In the late 1990’s I visited the University of Cincinnati for a couple of days to demonstrate some equipment to one of the scientists there.
Apart from not winning the order, the abiding memory of the trip was a lesson in ‘how not to do sales’.
I was setting up my system prior to the demonstration – about half a day’s work – and had been getting on pretty well with the guy I was visiting. We were roughly the same age and came from roughly the same sort of background, although I’m British and he’s American. Anyway, we just hit it off straight away.
About mid-morning, another (American) sales guy rolls up for his appointment. He’s probably a good 10 years older than us, maybe more. The scientist asks me if I mind him seeing this other sales guy. Of course I don’t – he’s not a competitor, I’m going to be busy for a couple of hours and, as they are just across the lab, I can keep half an ear open to what’s going on. Always benchmark when you can!
It soon becomes apparent that the scientist either is or has been an existing customer of the other guy’s company and the purpose of the visit is to sell him some more stuff – gloveboxes or some such piece of lab equipment.
Where it starts going wrong
The sales guy trots out his prepared pitch which bounces off the scientist like he’s armour-plated. My alarm bells start ringing right there. OK, so I’m in sales, which might give me a slight advantage in recognising a pitch, but this just sounded too slick. The words flowed without any indication that they had passed through the brain before emerging from the mouth.
The scientist fires some questions at the sales guy who comes back with boilerplate answers that really don’t address the issues from the other side. Second alarm bell: “dude, you’re just not listening to the questions. Give the man the answers he wants, not the ones you think he should have.”
As the meeting goes on it’s clear (to me, at least) that the scientist is rapidly losing interest and patience and the sales guy is getting more desperate as nothing is sticking.
In a final act of desperation, as he is being ushered out of the door, the sales guy whips out his wallet and gets out pictures of his kids and attempts to engage in a conversation about family! I nearly sprayed my coffee across the lab.
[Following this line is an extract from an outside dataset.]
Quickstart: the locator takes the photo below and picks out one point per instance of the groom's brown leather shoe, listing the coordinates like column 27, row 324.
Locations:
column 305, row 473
Sales guy despatched, the scientist comes back into the lab. “Neil, let me give you one piece of advice. Never, ever attempt that sort of BS ‘family photos’ trick. It may have worked 30 years ago but it just doesn’t cut it any more. I won’t be buying anything from him.”
By the American sales guy – none at all, I suspect, apart from he lost an existing customer and didn’t know why.
By me at the time – Listen to what your customer is saying, how he says it and adapt your selling approach to match your buyer.
Over the intervening years it’s become more and more obvious to me that it’s NEVER about you, your products or your process; it’s ALWAYS about the buyer.
Yes, they may have a need to buy something to solve a problem. Reality check – they don’t need to buy it from you anywhere near as strongly as you want to sell it to them.
I guess the key lesson in ‘how not to do sales’ was this:
Don’t ever rely on ‘we’ve always done it this way’ because when the world changes, you’re sunk. Always be learning.
To put a different spin on that tired sales cliché – A B C – Always Be Changing. If you aren’t changing, you’re standing still and if you’re standing still, you’re going backwards.